15. The method as recited in claim 10, wherein said mesenchymal stem cell populations are contacted with a biological agent, and wherein said biological agent is a growth factor selected from the group consisting of fibroblast growth factor-1 (FGF-1), FGF-2, epidermal growth factor (EGF), EGF-like ligands, transforming growth factor-.alpha. (TGF.alpha.), insulin-like growth factor (IGF-1), nerve growth factor (NGF), platelet-derived growth factor (PDGF), and TGF.beta.and other growth factors, cytokines or hormones.

16. The method as recited in claim 10, wherein said mesenchymal stem cell populations are contacted with a biological agent, and wherein said biological agent is a trophic factor selected from the group consisting of brain-derived neurotrophic factor (BDNF), ciliary neurotrophic factor (CNTF), and glial-derived neurotrophic factor (GDNF).

17. The method as recited in claim 10, wherein said mesenchymal stem cell populations are contacted with a biological agent, and wherein said biological agent is a regulatory factor selected from the group consisting of phorbol 12-myristate 13-acetate, stauroporine, CGF-41251, tyrphostin, compounds which interfere with activation of the c-fos pathway, compounds which suppress tyrosine kinase activation, and heparan sulfate.

18. The method as recited in claim 10, wherein said mesenchymal stem cell populations are contacted with a biological agent, and wherein said biological agent is a hormone selected from the group consisting of activin and thyrotropin releasing hormone (TRH).

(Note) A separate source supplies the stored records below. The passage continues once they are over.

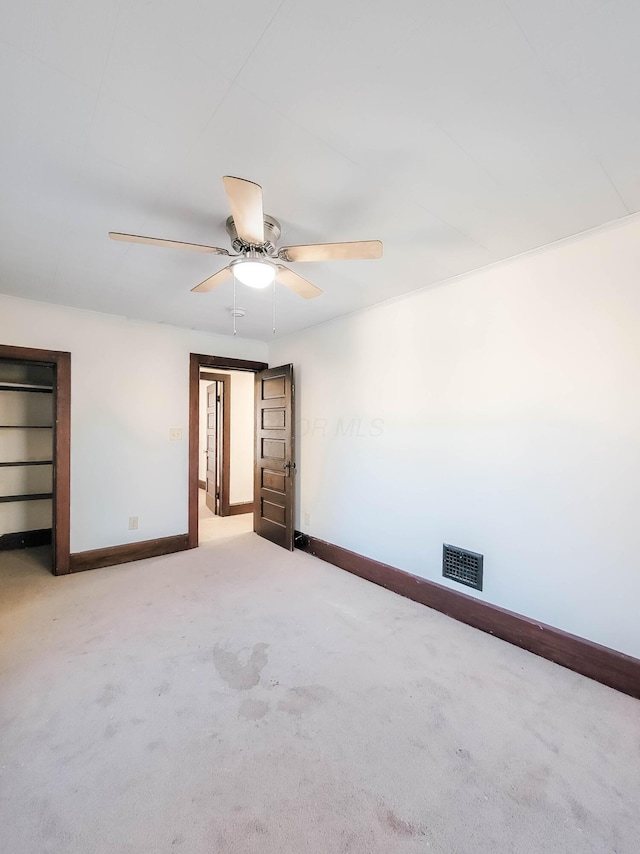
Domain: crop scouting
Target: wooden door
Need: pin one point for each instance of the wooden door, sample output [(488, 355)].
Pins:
[(275, 456), (213, 468)]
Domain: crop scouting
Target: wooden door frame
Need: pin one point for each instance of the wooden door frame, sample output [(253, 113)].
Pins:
[(225, 474), (61, 362), (198, 361)]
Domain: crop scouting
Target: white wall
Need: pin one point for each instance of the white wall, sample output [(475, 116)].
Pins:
[(242, 431), (129, 385), (499, 412)]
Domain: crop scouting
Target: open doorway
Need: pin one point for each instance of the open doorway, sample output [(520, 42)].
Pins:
[(230, 486), (225, 463)]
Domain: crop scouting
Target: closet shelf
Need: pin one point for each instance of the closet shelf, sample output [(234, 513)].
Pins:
[(28, 463), (34, 496), (26, 426), (34, 389)]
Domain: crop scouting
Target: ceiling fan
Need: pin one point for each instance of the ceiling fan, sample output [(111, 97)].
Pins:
[(254, 236)]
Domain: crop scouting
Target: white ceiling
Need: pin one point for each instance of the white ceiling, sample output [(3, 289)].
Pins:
[(459, 133)]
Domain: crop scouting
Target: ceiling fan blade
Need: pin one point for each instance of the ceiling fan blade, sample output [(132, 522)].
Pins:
[(296, 283), (356, 250), (213, 281), (245, 199), (174, 244)]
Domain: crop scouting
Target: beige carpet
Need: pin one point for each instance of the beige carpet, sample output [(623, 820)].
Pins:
[(240, 698)]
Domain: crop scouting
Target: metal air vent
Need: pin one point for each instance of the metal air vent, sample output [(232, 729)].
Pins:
[(462, 566)]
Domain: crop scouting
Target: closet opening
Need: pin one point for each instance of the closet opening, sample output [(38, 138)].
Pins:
[(34, 455)]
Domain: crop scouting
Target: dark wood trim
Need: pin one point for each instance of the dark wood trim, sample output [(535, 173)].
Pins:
[(62, 467), (28, 496), (25, 539), (61, 362), (228, 363), (80, 561), (196, 361), (242, 507), (194, 447), (600, 663)]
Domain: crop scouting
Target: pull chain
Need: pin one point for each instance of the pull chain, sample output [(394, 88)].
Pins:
[(274, 307), (234, 303)]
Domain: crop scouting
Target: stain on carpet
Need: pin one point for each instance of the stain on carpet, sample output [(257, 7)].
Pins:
[(237, 675), (253, 710), (304, 698), (399, 826)]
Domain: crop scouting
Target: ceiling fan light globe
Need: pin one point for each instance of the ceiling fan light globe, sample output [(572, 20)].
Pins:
[(255, 274)]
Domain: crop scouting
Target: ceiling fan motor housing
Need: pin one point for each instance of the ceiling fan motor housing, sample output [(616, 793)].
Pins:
[(272, 232)]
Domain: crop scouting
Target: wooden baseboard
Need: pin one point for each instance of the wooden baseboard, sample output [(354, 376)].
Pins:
[(25, 539), (113, 555), (600, 663), (243, 507)]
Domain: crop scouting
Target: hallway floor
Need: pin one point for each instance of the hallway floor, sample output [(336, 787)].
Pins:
[(212, 527)]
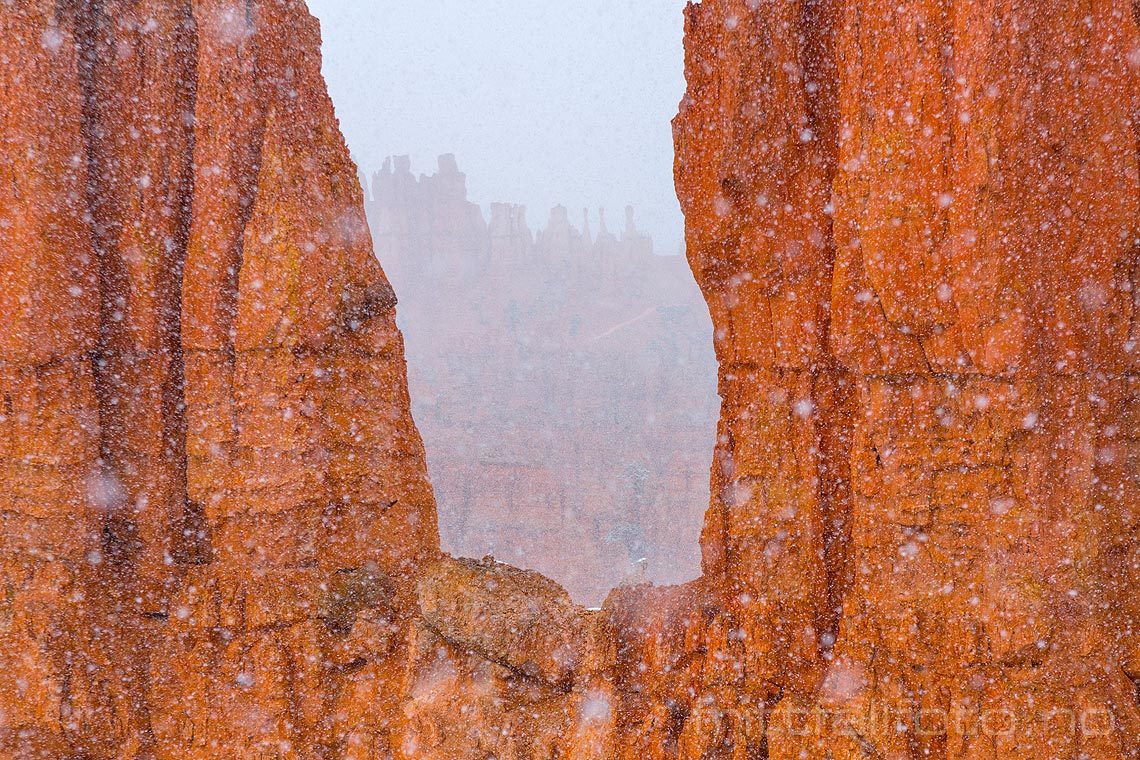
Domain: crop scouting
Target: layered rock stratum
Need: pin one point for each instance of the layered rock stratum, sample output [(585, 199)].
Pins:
[(563, 381), (915, 227)]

19. The method as recited in claim 10, wherein said mesenchymal stem cell populations are contacted with a biological agent, and wherein said biological agent is a macrophage inflammatory protein (MIP) selected from the group consisting of MIP-1.alpha., MIP-1.beta., and MIP-2.

20. The method as recited in claim 10, wherein said mesenchymal stem cell populations are contacted with a biological agent, and wherein the effect of the biological agent on proliferation of the Mesenchymal Chondrosarcoma cell population is determined by observing changes in size or number of the multipotent neural stem cells.